Vatican Insider reports that Pope Francis has abolished the conferral of the Pontifical Honor of “Monsignor” on secular priests under the age of 65. The only Pontifical Honor conferred will be that of “Chaplain to His Holiness,” namely, “worthy priests” who exceed 65 years of age. The Pope’s decision is not retroactive, however. Thus, Monsignors who have not yet reached the age of 65 will not lose their honor, title, and better yet, the red buttons, piping, and cuffs on their cassocks, and fuchsia sash (that is, if they wear cassocks).
The Pope’s objective is to “reform the clergy” and “eliminate careerism” in the Catholic Church.
Many on the Catholic left will hail the move and acclaim it as a positive step in declericalizing the Church, building as it does on Pope Paul VI’s reform in the area of ecclesiastical titles following in the wake of Vatican II.
It took almost 1600 years for many of those honors and titles to creep into the Vatican bureaucracy. Today, they represent a style of Church and ministry that Pope Francis apparently disdains. It’s one many people across the globe also resent. Some say “It’s a Church that Jesus wouldn’t recognize as his own.”

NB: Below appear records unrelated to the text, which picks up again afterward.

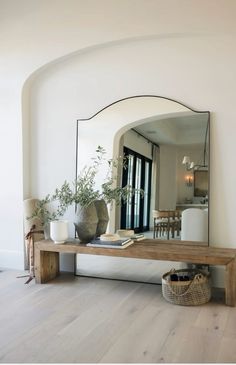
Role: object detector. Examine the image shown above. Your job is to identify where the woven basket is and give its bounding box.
[162,269,211,305]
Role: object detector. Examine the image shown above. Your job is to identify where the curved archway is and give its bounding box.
[76,95,209,235]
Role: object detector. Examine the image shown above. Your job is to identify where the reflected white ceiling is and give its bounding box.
[134,112,208,145]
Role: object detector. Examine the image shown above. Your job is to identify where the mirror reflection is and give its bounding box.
[120,113,209,240]
[76,96,209,242]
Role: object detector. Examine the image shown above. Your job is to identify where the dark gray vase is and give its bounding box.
[74,203,98,243]
[94,199,109,237]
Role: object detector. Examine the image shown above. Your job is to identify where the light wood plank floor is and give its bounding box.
[0,270,236,363]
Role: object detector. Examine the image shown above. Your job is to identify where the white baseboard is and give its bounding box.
[0,250,24,270]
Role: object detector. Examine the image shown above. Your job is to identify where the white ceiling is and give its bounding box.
[134,112,208,145]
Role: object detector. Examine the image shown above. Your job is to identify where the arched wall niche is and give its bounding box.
[76,95,209,232]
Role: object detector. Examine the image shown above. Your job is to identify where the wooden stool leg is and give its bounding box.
[35,247,59,284]
[225,259,236,307]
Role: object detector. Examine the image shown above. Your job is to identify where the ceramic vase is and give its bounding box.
[74,203,98,243]
[94,199,109,237]
[50,220,69,243]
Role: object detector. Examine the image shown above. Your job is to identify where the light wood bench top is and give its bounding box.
[35,239,236,306]
[36,239,236,265]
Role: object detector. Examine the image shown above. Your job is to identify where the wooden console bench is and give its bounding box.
[35,239,236,306]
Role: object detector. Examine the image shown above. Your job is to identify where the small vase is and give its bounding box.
[43,223,50,240]
[94,199,109,237]
[50,221,69,243]
[74,203,98,243]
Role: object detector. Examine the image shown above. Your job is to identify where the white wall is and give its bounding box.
[159,145,177,210]
[176,145,204,203]
[0,0,236,280]
[123,130,152,160]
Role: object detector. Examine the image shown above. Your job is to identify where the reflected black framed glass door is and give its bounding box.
[121,147,152,232]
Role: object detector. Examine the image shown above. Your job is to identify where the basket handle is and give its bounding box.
[166,274,203,297]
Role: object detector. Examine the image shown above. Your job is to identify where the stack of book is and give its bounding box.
[86,238,134,249]
[130,233,145,241]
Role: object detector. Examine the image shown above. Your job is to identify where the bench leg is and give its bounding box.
[225,259,236,307]
[35,248,59,284]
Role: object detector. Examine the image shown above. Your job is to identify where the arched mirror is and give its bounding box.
[76,96,210,281]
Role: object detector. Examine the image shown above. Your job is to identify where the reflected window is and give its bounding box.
[121,147,152,232]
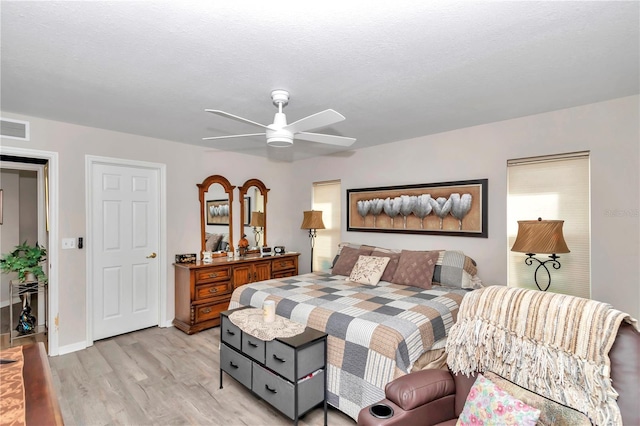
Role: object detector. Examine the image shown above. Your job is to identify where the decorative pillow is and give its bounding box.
[371,247,400,282]
[349,256,389,285]
[484,371,591,426]
[205,234,222,251]
[391,250,438,290]
[433,250,482,289]
[331,246,373,276]
[456,374,540,426]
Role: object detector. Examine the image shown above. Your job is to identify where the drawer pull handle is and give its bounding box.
[264,385,278,393]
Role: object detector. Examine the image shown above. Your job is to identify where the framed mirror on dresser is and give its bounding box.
[173,175,300,334]
[238,179,269,250]
[197,175,235,256]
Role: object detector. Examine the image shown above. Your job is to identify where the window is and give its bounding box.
[312,180,342,271]
[507,152,591,298]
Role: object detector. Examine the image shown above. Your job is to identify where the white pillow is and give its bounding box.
[349,255,390,285]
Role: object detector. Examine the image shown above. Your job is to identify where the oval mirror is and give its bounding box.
[239,179,269,250]
[198,175,235,256]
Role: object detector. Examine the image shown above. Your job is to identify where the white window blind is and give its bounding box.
[313,180,342,271]
[507,152,591,298]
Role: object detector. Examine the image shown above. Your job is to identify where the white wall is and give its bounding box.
[1,112,298,348]
[291,96,640,317]
[2,96,640,347]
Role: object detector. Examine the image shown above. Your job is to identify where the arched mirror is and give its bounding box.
[239,179,269,249]
[198,175,235,256]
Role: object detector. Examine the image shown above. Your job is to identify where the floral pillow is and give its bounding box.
[349,256,389,285]
[456,374,540,426]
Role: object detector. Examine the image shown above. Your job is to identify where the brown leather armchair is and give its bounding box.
[358,323,640,426]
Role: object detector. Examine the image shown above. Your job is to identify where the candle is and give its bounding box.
[262,300,276,322]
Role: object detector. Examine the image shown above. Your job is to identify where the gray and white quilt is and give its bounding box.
[229,272,468,419]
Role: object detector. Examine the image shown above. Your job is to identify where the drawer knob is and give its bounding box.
[264,385,278,393]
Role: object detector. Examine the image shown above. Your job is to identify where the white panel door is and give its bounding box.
[90,164,160,340]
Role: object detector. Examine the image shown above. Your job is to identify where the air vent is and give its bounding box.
[0,118,30,141]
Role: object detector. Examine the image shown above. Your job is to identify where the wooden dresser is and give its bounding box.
[173,253,300,334]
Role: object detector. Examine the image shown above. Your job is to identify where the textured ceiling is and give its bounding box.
[0,0,640,161]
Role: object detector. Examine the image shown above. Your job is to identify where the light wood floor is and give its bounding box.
[49,327,355,426]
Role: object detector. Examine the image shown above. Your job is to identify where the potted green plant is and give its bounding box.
[0,241,47,282]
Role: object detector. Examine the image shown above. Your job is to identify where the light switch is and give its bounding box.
[62,238,76,250]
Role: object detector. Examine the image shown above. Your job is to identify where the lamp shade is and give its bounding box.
[511,219,570,254]
[300,210,325,229]
[249,212,264,228]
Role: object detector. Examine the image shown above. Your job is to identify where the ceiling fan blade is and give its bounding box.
[205,109,267,129]
[202,133,266,141]
[284,109,344,133]
[295,132,356,146]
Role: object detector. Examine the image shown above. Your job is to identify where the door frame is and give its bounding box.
[85,155,170,347]
[0,146,60,356]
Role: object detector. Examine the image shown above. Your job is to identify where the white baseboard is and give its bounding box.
[58,321,173,355]
[58,342,87,355]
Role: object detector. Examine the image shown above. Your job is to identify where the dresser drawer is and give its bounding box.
[220,345,253,389]
[196,266,231,284]
[194,300,229,322]
[195,281,231,300]
[252,363,295,419]
[265,340,324,382]
[242,333,265,364]
[271,257,296,272]
[220,315,242,350]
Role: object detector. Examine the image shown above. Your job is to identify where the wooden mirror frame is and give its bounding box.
[238,179,270,246]
[197,175,235,252]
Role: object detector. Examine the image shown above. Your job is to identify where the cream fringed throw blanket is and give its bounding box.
[447,286,637,425]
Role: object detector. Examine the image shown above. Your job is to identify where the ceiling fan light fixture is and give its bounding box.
[267,136,293,148]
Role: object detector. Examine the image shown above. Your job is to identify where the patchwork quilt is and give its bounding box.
[229,272,469,419]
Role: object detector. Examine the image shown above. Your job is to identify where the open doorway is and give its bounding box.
[0,155,49,348]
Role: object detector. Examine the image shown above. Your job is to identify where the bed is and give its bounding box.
[229,245,479,419]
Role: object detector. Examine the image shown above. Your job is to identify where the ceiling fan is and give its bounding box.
[202,90,356,148]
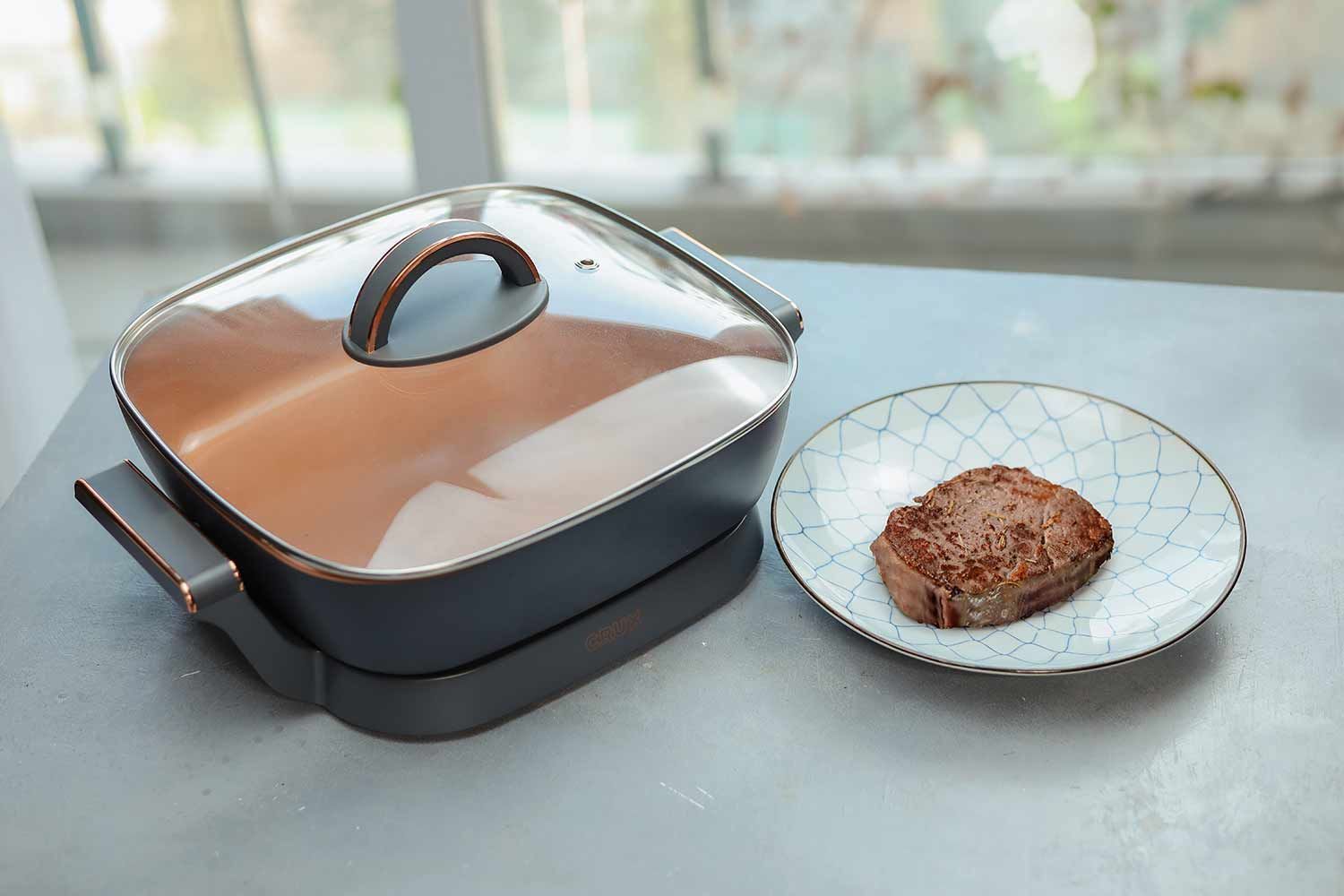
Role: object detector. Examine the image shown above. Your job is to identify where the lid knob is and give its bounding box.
[341,218,548,366]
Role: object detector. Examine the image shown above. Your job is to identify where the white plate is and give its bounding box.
[771,382,1246,675]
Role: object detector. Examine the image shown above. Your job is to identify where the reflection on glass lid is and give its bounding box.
[115,188,792,570]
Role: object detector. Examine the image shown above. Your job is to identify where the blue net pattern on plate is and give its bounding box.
[774,383,1242,670]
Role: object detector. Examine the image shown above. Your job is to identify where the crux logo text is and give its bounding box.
[583,610,644,653]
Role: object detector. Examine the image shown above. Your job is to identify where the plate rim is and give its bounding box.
[771,380,1247,677]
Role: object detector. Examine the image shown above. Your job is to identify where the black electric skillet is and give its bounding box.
[75,185,803,734]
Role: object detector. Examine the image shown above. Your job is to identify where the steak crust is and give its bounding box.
[871,465,1116,629]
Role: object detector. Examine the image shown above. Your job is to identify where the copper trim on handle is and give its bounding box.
[75,460,202,613]
[363,221,542,353]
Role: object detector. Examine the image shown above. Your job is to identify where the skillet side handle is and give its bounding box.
[75,461,244,613]
[75,461,327,704]
[659,227,803,342]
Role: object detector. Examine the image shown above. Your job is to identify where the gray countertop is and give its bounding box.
[0,261,1344,893]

The Motley Monk doesn’t view this “reform” in itself as a positive step. While reforming the clergy and eliminating careerism in the Catholic Church are important and worthy objectives, consider who now bears the brunt of the burden of reform for all of those careerists: the extraordinary, hardworking Father Joe Schlub.
This isn’t a “real” reform. It’s boasts a patina of reform, but doesn’t strike to the heart of the Pope’s real objective: clericalism and careerism in the Catholic Church.
Want real reform?
For a starter, as a bishop and cardinal, Pope Francis asked people to call him “Father,” convinced that this title best reflects the mission entrusted to priests, bishops, and cardinals. Indeed, the Pope is called “Holy Father.” Why not strip future bishops, archbishops, and cardinals of their formal titles (“Your Grace,” “Excellency,” and “Eminence”) and specialized clerical daily apparel that sets them apart from the others (meaning, ordinary Fr. Joe Schlubs). Why should they not also be called “Father” to reflect better their mission as bishops and cardinals? Why should they not also wear typical priestly garb?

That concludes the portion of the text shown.